Fue entonces, perpetrado su acto, cuando Kharas se concedió unos minutos para contemplar la escena. Sus hombres libraban una encarnizada batalla contra el general, quien, al oír el grito de su hermano, había palidecido visiblemente y se había entregado a la contienda con un ímpetu renovado, hijo del terror y la cólera. La bruja parecía haberse esfumado, su fantasmal aureola se había extinguido en la penumbra circundante.

Una exclamación ahogada, que no procedía de los litigantes, obligó al barbilampiño enano a girar la cabeza. Descubrió a los dos espectros que había llamado en su auxilio el nigromante, y no dejó de sorprenderle el pánico que desvirtuaba sus facciones mientras, rígidos, observaban al yaciente. No le cupo la menor duda de que eran criaturas de carne y hueso al comprobar su aspecto: uno era un kender ataviado con calzones azules y el otro un gnomo de incipiente calvicie que vestía un mandil de cuero, ninguno de ellos ofrecía la imagen de un espectro convocado desde el Abismo.

No tenía tiempo para reflexionar sobre el fenómeno. Había cumplido con éxito su cometido, al menos en parte. En cuanto a su otro designio, revelar a Caramon las confabulaciones de sus supuestos aliados, no era aquella la ocasión propicia, de modo que desistió y consagró todos sus esfuerzos a organizar la huida. Corrió hasta el lado de la tienda donde se desarrollaba la trifulca, recogió su mazo y, tras ordenar a sus secuaces que se apartaran, se abalanzó sobre el fornido luchador sin otro propósito que ponerle fuera de combate.

El mazo descargó su peso en el cráneo del general, dirigido certeramente por su portador para privarle del sentido. El atacado se desplomó como un fardo y, de pronto, se hizo en la tienda un letal silencio.

Asomándose por la cortinilla, Kharas verificó que el caballero que montaba guardia yacía desmayado. No percibió ningún síntoma de que los soldados que se agrupaban en torno a las lejanas fogatas hubieran detectado el alboroto.

Alzó entonces la mano, deseoso de detener el vaivén del farolillo y ver el desenlace del enfrentamiento.
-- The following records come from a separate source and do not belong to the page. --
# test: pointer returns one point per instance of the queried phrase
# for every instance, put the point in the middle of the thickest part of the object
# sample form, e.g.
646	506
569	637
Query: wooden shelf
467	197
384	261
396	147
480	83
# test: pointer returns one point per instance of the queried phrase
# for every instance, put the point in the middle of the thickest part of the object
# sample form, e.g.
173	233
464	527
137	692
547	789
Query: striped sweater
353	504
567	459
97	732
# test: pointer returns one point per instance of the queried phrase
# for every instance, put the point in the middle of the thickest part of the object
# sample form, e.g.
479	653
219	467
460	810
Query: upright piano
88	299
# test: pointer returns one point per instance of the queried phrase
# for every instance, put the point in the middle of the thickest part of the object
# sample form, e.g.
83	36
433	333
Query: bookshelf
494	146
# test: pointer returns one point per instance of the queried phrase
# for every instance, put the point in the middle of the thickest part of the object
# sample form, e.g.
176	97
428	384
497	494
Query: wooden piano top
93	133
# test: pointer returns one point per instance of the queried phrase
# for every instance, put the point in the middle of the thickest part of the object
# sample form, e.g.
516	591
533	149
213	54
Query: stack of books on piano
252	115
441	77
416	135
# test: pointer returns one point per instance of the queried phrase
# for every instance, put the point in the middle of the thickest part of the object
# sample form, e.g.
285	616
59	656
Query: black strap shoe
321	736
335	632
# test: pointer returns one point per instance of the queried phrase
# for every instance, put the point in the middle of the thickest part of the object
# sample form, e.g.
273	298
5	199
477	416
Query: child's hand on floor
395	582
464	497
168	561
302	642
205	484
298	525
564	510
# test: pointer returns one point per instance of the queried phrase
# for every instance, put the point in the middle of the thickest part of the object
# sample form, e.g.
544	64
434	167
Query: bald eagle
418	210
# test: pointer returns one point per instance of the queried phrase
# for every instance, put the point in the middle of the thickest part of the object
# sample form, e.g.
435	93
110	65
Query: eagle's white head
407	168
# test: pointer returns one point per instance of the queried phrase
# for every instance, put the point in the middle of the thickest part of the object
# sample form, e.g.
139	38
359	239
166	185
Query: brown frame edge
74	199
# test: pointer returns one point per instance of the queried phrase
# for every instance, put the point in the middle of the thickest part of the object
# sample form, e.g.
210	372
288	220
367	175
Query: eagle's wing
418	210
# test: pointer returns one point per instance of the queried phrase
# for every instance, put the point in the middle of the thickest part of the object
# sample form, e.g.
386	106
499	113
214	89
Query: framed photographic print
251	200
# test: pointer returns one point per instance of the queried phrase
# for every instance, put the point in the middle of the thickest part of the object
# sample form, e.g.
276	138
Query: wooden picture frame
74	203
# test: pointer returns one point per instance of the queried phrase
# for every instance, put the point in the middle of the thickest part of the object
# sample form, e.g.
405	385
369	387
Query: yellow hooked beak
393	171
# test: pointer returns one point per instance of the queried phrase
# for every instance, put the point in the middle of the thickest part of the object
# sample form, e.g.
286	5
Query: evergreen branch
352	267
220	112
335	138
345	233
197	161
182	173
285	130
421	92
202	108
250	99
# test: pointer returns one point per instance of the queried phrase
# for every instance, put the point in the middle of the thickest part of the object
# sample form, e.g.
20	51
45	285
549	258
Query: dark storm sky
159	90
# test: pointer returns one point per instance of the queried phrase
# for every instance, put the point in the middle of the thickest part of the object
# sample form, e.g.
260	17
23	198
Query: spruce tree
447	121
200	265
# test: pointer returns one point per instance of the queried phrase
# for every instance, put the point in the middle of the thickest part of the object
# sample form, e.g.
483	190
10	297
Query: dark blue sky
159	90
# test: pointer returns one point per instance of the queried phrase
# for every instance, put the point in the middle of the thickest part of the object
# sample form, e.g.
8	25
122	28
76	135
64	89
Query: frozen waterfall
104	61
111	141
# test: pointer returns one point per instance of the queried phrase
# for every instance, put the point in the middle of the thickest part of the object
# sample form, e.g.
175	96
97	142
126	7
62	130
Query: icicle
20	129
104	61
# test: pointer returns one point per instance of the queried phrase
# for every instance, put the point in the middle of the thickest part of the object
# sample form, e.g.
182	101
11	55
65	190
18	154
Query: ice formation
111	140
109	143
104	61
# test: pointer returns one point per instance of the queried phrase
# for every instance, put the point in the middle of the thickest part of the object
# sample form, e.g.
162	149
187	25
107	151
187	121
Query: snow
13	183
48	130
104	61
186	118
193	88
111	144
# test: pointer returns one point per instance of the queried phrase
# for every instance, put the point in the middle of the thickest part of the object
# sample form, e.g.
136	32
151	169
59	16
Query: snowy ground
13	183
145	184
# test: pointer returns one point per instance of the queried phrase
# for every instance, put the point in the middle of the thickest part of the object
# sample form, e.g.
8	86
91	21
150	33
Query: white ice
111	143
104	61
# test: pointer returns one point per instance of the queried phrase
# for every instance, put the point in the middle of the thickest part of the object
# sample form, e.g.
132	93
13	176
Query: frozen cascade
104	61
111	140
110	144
El archimago, sin mover un músculo, estaba tendido en un charco sanguinolento. El general se encontraba cerca de él, estirado su brazo hacia su gemelo como si socorrerle hubiera sido su último anhelo antes de perder el conocimiento. En un rincón se hallaba la bruja, tumbada boca arriba y con los ojos cerrados. Al vislumbrar sangre en su túnica, Kharas lanzó a sus hombres una mirada fulgurante.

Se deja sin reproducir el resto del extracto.